Protein-coding genes and circRNAs can regulate each other by competitively binding to miRNAs. These circRNAs sponge with miRNAs to release their target mRNAs, which are defined as ceRNAs. miRanda software was used to predict miRNAs that might be sponged by these circRNAs. In this circRNA–miRNA network, the top 45 miRNAs targeted by upregulated circRNAs and the top 47 miRNAs targeted by downregulated circRNAs were displayed according to the sequencing information of p-values. It was found that there is more than one miRNA targeted by differentially expressed circRNAs, highlighting that circRNAs can indirectly regulate the expression of downstream genes by sponging with different miRNAs.

In the present study, the expression of circTPP2 was further increased after AST treatment in ox-LDL-induced RAW264.7 macrophages, but the role of circTPP2 in AS was not reported. ABCA1, identified as a cholesterol transporter, plays a key role in mediating cholesterol efflux from macrophages to apoA-I [49,50]. Cholesterol efflux efficiency was significantly reduced by 30% in primary macrophages lacking ABCA1 [50,51]. Our results showed that AST could regulate ABCA1 by upregulating the expression level of circTPP2, thereby promoting cholesterol efflux and reducing intracellular lipid accumulation.

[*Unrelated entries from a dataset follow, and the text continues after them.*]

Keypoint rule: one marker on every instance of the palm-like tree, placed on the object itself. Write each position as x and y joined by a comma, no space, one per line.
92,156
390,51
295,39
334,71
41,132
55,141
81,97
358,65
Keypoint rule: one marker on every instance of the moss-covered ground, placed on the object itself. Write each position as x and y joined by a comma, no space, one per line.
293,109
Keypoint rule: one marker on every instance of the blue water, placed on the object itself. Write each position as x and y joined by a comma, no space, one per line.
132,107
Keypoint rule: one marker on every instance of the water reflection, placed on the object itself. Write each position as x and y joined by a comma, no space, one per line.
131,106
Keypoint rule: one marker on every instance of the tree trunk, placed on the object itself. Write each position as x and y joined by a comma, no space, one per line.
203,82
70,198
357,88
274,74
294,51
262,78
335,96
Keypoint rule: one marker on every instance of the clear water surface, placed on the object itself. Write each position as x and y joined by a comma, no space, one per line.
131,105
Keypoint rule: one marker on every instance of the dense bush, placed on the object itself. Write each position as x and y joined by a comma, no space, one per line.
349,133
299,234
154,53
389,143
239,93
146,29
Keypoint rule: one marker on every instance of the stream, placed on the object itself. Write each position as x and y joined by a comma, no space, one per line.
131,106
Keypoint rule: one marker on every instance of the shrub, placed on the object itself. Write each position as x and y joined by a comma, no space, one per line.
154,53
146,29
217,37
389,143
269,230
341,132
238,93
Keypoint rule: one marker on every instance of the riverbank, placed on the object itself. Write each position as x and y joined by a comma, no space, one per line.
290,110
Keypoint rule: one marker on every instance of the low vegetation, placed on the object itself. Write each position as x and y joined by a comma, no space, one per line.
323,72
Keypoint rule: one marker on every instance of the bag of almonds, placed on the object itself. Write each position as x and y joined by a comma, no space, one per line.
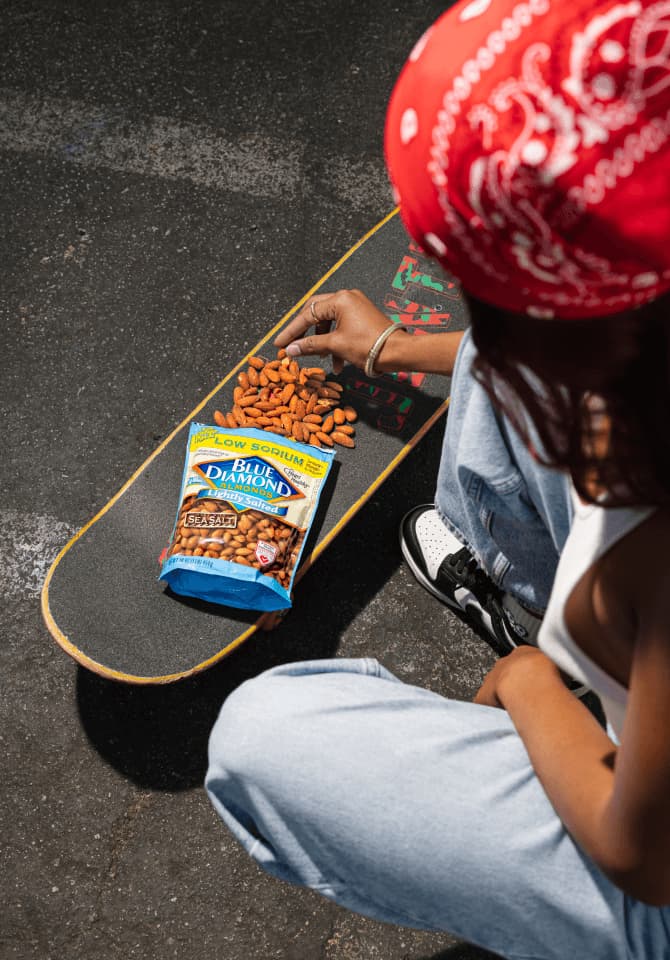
247,502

CircRNAs acting as miRNA “sponges” represent the most common way of influencing downstream gene expression. The targeted miRNAs of circTPP2 were predicted and screened by bioinformatics technology, according to which miR-186-5p was reported to decrease the expression of insulin-like growth factor and induce neuron apoptosis in human neuroblasts [52]. Through bioinformatics prediction and luciferase reporter analysis, it was found that co-transfection with ABCA1-WT and miR-3073b-5p mimic could significantly reduce luciferase activities, which indicated that they could be targeted directly. However, luciferase reporter activities found that circTPP2 had no direct relationship with miR-3073b-5p. Further investigations are warranted to elucidate the molecular mechanism underlying circTPP2’s negative regulation of miR-3073b-5p expression. Therefore, our results showed that AST treatment induced a decrease in miR-3073b-5p expression and an increase in circTPP2 and ABCA1 expression, thus promoting cholesterol efflux and enhancing the ability of RCT in AS.

Despite new findings related to the antiatherosclerosis properties of AST and the circTPP2/miR-3073b-5p/ABCA1 axis in this study, there were still some limitations to this research. One of the limitations was that we did not include healthy patients or compare the expression between healthy controls and patients with AS. On the other hand, a number of cell types are involved in AS, including vascular smooth muscle cells, CD4⁺ T cells, and endothelial cells. These different cell types contribute to atherosclerotic plaque development, progression, and inflammation. Hence, another limitation of our experiment is that we only used a single cell type for verification. At the same time, we detected the expression of circRNAs in RAW264.7 cells treated with AST in vitro rather than in murine primary cells, which could have resulted in a difference in circRNA expression between cell lines and primary cells. Although RAW264.7 cells treated with ox-LDL were used in vitro to confirm the effect of AST in this research, the complex inflammatory microenvironment in atherosclerotic plaque should be further considered. We will fully consider these limitations and carry out in-depth research in the future. Altogether, our study can provide a theoretical basis concerning AST in the exploration and treatment of AS.

5. Conclusions

In summary, we identified a novel circTPP2 and determined its new role in regulating macrophage cholesterol efflux. Moreover, it was reported for the first time that circTPP2 exerted its function by downregulating miR-3073b-5p, thereby promoting the function of ABCA1. These findings may provide a novel angle from which to examine the effect of AST in preventing AS.